Les tribulations de trois Forellois
Constant Richard | Grâce aux archives de M. Henri Rouge, de Lutry, Le Courrier a eu le privilège d’avoir accès à un article paru dans la Chronique de Lavaux et du Cercle de Pully, en 1926, reproduisant le journal tenu par Constant Richard, qui accompagna, en 1919, un convoi de bétail de Moudon à Verdun, récit intitulé «Un tour de France en 1919». Plus près de nous, le 30 juillet 2009, un condensé de ce voyage, signé Claude Cantini avait paru dans les pages du Courrier.
Après avoir lu ce périple peu ordinaire et plein de poésie vécu par les trois citoyens de notre région, il a été décidé de publier l’intégralité du texte tel qu’il le fut en 1926.
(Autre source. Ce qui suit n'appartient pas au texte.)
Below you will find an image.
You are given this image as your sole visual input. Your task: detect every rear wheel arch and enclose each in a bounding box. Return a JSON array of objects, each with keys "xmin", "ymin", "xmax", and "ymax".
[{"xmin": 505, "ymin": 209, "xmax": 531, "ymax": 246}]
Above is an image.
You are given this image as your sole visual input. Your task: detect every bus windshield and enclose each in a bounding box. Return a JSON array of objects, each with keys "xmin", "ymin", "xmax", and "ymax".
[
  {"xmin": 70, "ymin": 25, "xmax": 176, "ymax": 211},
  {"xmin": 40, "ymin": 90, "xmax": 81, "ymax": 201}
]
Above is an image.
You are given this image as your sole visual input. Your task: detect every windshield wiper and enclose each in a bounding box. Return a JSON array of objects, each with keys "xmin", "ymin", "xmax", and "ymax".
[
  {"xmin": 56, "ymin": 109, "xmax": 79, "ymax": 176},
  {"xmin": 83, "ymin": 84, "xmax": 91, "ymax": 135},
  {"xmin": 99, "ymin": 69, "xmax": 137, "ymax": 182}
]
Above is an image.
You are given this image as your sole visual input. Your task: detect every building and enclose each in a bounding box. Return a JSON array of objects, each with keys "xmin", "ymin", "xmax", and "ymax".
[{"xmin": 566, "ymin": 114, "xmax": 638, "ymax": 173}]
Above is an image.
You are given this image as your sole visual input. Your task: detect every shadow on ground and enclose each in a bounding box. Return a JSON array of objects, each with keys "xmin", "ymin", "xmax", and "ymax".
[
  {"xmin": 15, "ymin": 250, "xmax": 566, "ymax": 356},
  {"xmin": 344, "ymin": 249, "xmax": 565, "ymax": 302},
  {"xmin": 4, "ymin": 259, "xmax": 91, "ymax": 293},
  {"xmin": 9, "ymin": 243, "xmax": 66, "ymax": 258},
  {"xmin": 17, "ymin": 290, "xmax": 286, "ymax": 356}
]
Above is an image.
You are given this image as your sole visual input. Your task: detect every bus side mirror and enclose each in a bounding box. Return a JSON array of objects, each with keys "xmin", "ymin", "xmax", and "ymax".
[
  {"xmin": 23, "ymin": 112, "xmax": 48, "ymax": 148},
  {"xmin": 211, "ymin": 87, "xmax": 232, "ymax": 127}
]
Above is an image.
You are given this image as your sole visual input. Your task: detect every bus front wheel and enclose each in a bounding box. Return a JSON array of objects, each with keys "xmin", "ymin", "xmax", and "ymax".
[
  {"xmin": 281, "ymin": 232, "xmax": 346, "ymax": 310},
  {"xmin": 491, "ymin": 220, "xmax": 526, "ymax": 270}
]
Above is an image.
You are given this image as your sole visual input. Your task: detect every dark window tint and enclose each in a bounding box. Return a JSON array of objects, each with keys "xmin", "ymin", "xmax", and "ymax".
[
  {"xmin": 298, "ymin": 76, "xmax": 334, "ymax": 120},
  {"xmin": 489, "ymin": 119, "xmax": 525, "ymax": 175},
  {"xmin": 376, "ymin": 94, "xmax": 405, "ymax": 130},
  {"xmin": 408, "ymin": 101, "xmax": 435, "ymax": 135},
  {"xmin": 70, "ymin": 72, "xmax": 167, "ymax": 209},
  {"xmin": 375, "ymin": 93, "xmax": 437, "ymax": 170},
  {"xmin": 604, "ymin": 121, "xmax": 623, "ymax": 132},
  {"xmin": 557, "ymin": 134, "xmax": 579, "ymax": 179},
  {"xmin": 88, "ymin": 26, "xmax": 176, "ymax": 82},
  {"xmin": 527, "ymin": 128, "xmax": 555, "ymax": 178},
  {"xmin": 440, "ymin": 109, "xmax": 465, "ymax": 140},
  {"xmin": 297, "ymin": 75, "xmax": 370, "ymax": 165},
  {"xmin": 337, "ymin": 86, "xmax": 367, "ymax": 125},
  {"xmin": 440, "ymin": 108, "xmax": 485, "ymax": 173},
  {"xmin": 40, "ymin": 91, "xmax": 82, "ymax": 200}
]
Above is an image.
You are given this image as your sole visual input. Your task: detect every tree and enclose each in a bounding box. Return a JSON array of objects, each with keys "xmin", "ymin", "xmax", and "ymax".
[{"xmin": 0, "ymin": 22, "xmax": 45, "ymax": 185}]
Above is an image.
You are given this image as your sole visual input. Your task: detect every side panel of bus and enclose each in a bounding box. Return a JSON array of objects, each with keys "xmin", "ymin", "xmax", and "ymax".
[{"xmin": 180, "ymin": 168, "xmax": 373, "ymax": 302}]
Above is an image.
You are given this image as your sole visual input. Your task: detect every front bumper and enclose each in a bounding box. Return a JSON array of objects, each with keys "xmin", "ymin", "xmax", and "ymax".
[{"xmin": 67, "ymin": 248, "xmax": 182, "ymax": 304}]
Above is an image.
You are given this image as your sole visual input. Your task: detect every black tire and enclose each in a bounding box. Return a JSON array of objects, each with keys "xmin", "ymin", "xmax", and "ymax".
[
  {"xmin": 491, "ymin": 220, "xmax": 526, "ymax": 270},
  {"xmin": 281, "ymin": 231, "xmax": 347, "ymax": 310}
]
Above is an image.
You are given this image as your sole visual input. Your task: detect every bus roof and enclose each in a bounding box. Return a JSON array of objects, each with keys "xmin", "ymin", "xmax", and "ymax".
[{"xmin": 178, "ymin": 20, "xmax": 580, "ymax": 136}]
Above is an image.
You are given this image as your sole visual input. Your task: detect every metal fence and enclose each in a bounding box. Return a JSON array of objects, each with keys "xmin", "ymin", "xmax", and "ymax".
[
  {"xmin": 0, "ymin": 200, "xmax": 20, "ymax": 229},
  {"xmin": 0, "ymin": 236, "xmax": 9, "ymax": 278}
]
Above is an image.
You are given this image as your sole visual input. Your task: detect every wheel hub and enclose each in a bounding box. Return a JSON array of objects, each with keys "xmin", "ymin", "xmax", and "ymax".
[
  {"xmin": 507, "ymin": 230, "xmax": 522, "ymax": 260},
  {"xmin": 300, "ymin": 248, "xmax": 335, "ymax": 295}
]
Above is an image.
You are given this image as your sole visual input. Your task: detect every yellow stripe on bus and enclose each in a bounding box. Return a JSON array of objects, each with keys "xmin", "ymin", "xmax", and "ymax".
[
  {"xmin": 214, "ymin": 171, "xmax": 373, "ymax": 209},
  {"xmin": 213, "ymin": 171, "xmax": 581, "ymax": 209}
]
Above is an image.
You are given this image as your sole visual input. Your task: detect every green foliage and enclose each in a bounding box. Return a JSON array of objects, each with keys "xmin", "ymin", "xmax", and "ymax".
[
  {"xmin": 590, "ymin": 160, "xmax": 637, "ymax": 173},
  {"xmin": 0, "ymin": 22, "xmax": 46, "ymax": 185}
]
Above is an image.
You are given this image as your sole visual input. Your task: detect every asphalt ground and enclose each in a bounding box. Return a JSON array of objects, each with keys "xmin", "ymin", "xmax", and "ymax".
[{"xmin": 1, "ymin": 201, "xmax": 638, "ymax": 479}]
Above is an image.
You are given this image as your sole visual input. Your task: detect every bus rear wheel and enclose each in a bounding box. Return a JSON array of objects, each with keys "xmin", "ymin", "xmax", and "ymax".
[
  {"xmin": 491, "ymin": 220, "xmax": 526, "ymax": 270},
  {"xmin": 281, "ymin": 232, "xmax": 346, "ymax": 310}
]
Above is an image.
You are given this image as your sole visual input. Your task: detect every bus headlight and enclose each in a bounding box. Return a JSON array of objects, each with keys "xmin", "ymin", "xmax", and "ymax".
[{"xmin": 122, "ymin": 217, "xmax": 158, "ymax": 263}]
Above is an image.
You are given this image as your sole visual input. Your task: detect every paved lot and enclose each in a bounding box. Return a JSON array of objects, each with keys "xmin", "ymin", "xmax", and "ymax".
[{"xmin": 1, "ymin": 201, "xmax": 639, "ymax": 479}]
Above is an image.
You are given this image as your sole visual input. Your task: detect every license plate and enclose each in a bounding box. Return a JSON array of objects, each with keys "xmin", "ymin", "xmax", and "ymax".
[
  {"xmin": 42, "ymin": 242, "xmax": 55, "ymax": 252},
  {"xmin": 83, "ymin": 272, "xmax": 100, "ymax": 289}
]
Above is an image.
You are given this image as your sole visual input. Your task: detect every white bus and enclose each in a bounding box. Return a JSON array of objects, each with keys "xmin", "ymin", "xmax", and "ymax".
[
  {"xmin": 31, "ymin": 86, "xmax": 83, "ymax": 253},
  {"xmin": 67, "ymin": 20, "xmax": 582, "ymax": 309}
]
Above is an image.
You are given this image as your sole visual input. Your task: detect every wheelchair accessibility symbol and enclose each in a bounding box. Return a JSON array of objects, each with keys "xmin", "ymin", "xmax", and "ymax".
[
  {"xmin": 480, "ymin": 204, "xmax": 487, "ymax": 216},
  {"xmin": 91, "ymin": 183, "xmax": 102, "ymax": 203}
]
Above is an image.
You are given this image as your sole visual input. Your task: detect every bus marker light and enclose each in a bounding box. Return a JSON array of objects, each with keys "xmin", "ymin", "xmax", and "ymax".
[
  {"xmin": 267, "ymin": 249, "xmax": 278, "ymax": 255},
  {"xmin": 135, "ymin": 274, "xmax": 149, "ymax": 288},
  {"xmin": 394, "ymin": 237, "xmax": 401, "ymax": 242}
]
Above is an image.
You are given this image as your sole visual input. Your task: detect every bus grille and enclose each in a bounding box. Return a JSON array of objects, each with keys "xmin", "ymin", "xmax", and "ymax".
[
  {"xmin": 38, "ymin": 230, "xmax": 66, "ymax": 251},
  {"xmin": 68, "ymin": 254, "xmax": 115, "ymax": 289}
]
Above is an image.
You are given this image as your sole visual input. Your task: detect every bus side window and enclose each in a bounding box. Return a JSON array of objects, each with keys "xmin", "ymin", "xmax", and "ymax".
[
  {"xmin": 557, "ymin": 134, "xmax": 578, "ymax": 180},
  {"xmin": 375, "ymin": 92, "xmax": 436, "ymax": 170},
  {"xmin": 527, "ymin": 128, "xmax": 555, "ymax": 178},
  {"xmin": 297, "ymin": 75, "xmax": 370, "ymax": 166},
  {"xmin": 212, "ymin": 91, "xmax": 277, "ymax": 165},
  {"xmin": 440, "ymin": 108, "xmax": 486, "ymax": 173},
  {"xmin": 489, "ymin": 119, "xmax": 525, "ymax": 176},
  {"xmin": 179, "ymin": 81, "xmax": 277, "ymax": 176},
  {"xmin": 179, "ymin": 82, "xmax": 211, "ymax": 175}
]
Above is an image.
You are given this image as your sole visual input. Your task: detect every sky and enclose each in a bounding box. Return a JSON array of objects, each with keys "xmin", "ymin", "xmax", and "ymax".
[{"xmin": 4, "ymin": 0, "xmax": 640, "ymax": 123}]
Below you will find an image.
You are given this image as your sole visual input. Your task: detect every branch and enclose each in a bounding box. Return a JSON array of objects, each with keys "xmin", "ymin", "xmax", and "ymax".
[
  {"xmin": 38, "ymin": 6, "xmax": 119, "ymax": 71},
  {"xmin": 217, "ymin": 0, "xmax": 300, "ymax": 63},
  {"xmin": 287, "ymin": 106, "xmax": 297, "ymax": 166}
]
Partie IV / Chronique de Lavaux et du Cercle de Pully, 1926
Comme il eût été imprudent de quitter notre convoi dans un pareil enchevêtrement, au risque de ne pas s’y retrouver, nous profitons de visiter quelques-uns de ces chargements, plus à la portée ; ce sont des amas de matériel de guerre, des autos plus ou moins endommagées, de tous systèmes, des baraquements de bois, etc. Notre train est accouplé à l’un de ces convois et nous voilà en route pour Is-sur-Tille et Dijon-Porte-Neuve. « C’est là, nous dit notre poilu, que vous descendrez au retour; un tram vous conduira directement à Dijon et vous gagnerez du temps. » Le train file toujours ;
d’immenses champs de blé côtoient la voie, la fenaison bat son plein, de grosses voitures à deux roues, traînées par 2, 3 et même 4 chevaux à la file indienne, rentrent des récoltes, et des cerisiers sont chargés de fruits à nous faire envie.
Nous voilà à Is-sur-Tille, centre de ravitaillement pour le bétail. Pour les soins du nôtre, un groupe de soldats est à notre disposition. Le produit de notre traite (environ 60 litres) est réparti entre soldats et employés ; ces derniers, en échange, déposent gracieusement dans notre wagon un grand seau plein de vin pour alimenter notre petite fuste. Un seau de lait porté à la cantine militaire vaut à notre poilu plusieurs paquets de tabac qu’il s’empresse de soigner.
Un second militaire, ami de notre convoyeur, du même régiment, qui lui aussi est chargé d’accompagner un convoi, lâche ses camarades et se joint à nous. Est-ce la vue de notre aménagement qui lui plaît, le fait est qu’il ne nous abandonne plus. C’est un jeune homme de 22 ans, qui a fait également toute la guerre, décoré de la Médaille militaire, cité à l’ordre du jour pour sa bravoure ; il se nomme Pierre Gresset, aussi originaire du Doubs. Il a travaillé quelques années à Neuchâtel comme horloger. Bon chanteur, joyeux compagnon, il a été la note gaie de la bande pendant le reste du parcours.
Un petit incident sans conséquence : ne trouvant pas de pain à Is-sur-Tille pour notre repas de midi, nous trouvons à Mercelier ce qu’il nous faut. Nous mangeons copieusement, un repas trop bien arrosé peut-être, car notre Gresset se trouve « rond » comme un Polonais. Aussi adroitement que possible, nous rejoignons notre fourgon et nos deux poilus s’y endorment profondément. En attendant notre départ, nous visitons les convois en gare ; un train de moutons d’Algérie a triste apparence : 5 ou 6 bêtes, crevées, gisent au bord de la voie.
De retour au train, un employé nous apprend qu’il y a un veau dans l’un des wagons ; en effet l’une de nos génisses venait de vêler, le veau était mort. Il fallut se mettre au travail pour les mesures d’hygiène en pareil cas et tout finit bien. Un convoi de permissionnaires vint à passer, parmi lesquels beaucoup de nègres; cela ne nous provoqua pas précisément du « noir », mais l’on conviendra que, pour un dimanche, ce fut pour nous un drôle de dimanche.
Nous partons, direction Dijon. Nous défilons devant un campement où s’abritent 35’000 soldats américains, couvrant une immense étendue. D’énormes tas de récipients à benzine, vides, longent la voie. Puis c’est un magnifique cimetière militaire, dont les croix blanches, alignées militairement, nous attristent. Et c’est après cette lugubre vision que nous nous décidons à prendre un repos bien mérité, pour notre troisième nuit.